To explain, the accuracy measures how many predictions were correct, the prevalence is the amount employed, the calibration measures how many are actual employed given the score (within the given group), statistical parity measures the scores above 0 that are given.

Notice that the overall employment accuracy is similar amongst all groups.

Comparing White and Black populations, we can see that the false postive and negative rates closely agree. However, these scores are not calibrated. The calibration for score 0 is about 30 percent larger for White individuals and the calibration for the score of 1 or parity is about 7 percent larger for White individuals. The statistical parity, however, is quite similar. So, while there is error rate balance and statistical parity for these groups, the algorithm is not calibrated.

Notice that for individuals or Two or More Races or Asian, the prevalences are significantly different from both the White and Black populations. For individuals of Two or More races, the false negative rate is significantly higher and the calibration is smaller than the White and Black groups. The parity is also significantly lower. For Asian individuals, the false positive rate is much higher, the false negative rate is much lower, and statistical parity is significantly higher than in the White and black groups. Since these groups are not as large as the others, these trends may not be as reliable.

Perhaps overall it could be argued that the calibration is similar enough amongst groups. However, clearly the algorithm is not error rate balanced.

Conclusions

Ultimately, the benefit of using these labels for employment status would depend on its usage. Perhaps someone would use this algorithm to predict if individuals of certain backgrounds would need unemployment aid. Perhaps a company would use this to decide if an individual is worth hiring.
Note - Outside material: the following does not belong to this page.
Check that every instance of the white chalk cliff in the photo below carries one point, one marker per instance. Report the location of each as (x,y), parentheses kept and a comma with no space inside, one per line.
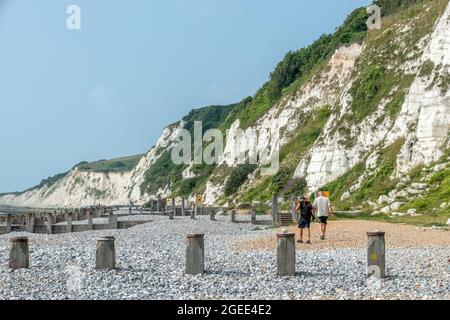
(423,123)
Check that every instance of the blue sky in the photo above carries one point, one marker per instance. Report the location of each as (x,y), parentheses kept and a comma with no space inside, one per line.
(109,89)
In any case, this algorithm does not work to combat structural discrimination. Notice that for individuals that are Black or or Two or More Races, the prevalences are markedly lower than for White and Asian individuals. This in itself is likely to self-perpetuate as communities with higher unemployment are more likely to remain so. Even if the error rates were exactly the same amongst groups, this would reinforce the existing distribution in employment. In fact, they would likely to falsely predict that an Asian individual is employed and that an individual of Two or More races is not employed. I find that Asian individuals have a much higher false positive rate to be interesting also - perhaps it is a manifestation of the Model Minority myth (which may stem from higher education amongst Asian groups). Using the examples above, an Asian individual could then mistakenly receive less aid for unemployment. A company using this as a hiring proxy could then underhire those of Two or More Races.

I think that the idea of solely using demographic information to determine whether or not an individual is employed is also flawed. It misses any indication of the economy and the amount of opportunities a person may have to find a job. An extra feature accounting for the wealth in the surrounding community could help account for this. There also are not any features that would address the time. This is specific to the year this survey was taken. However, unemployment is not generally chronic thing and can fluctuate depending on the time. Some record of past employment or time unemployed would probably also be an important feature to add.

Overall, this algorithm to determine employment status based on demographic characteristics seems to insufficiently capture the factors that would influence employment and, more concerningly, would likely reinforce existing discrimination.